Tuesday, June 19, 2012

Dr. Gerd Gruber Presents Art to AU in Germany Students

As part of the AU in Germany 2012 program, Ashland University faculty and students attended a lecture by Dr. Gerd Gruber, a Wittenberg resident who is a collector of 20th century art.  Dr. Gruber received his doctorate in chemical engineering from the Technical University in Dresden, has more than 9,000 pieces in his collection, and has organized more than 100 exhibitions in Germany and abroad.  Dr. Gruber's collection is listed as the only private collection of Saxony-Anhalt in the "Register of Nationally Valuable Cultural Assets of Germany", and the presentation he gave our group was on the "Artistic Response to Fascism", where he presented works of many artists who were persecuted by the Nazis and/or imprisoned in German concentration camps in the 1930s and 1940s.  Shown below are two of the many pieces that Dr.

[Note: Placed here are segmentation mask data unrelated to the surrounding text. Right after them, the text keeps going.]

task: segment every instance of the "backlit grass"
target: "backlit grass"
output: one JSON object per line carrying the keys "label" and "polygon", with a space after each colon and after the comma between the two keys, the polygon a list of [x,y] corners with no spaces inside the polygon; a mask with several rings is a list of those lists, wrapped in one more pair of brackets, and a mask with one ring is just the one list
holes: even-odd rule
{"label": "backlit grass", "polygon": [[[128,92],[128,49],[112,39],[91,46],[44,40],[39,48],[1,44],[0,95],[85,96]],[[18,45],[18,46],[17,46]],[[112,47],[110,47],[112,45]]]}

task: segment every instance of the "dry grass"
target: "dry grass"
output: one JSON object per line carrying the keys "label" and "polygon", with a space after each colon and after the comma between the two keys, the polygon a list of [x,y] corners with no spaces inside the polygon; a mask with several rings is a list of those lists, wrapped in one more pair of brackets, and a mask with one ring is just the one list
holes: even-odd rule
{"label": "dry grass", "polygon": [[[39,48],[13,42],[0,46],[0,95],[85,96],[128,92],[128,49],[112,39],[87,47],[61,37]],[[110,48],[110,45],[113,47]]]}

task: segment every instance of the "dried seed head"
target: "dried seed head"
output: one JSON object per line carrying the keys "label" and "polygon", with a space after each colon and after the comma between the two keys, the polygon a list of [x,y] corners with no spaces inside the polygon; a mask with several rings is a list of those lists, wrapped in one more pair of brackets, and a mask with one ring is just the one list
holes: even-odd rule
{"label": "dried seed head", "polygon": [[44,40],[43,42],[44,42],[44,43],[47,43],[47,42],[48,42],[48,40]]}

Gruber presented to our group (copyright of the works by the relatives of the artists).




Feast of the Emigrants, water color, 1936 -- This was created in Prague where Margarete Klopfleisch-Grossner (1911-1982) emigrated in 1933, and demonstrates the poor living conditions of an emigrant.









Antifascist Leaflet, wood cut, 1944 -- Hanns Kralik (1900 - 1971) made several small leaflets against the Nazi rulers.  The leaflets were printed on cigarette paper, and he printed about 50 of these woodcuts and wrapped them into a small roll.  He fastened the paper roll with a tread and left the bundles on the tram.  The motion and shaking of the tram caused the thread to unwind, which would blow the leaflets through the street.  By the time this would happen, Kralik would have already left the tram.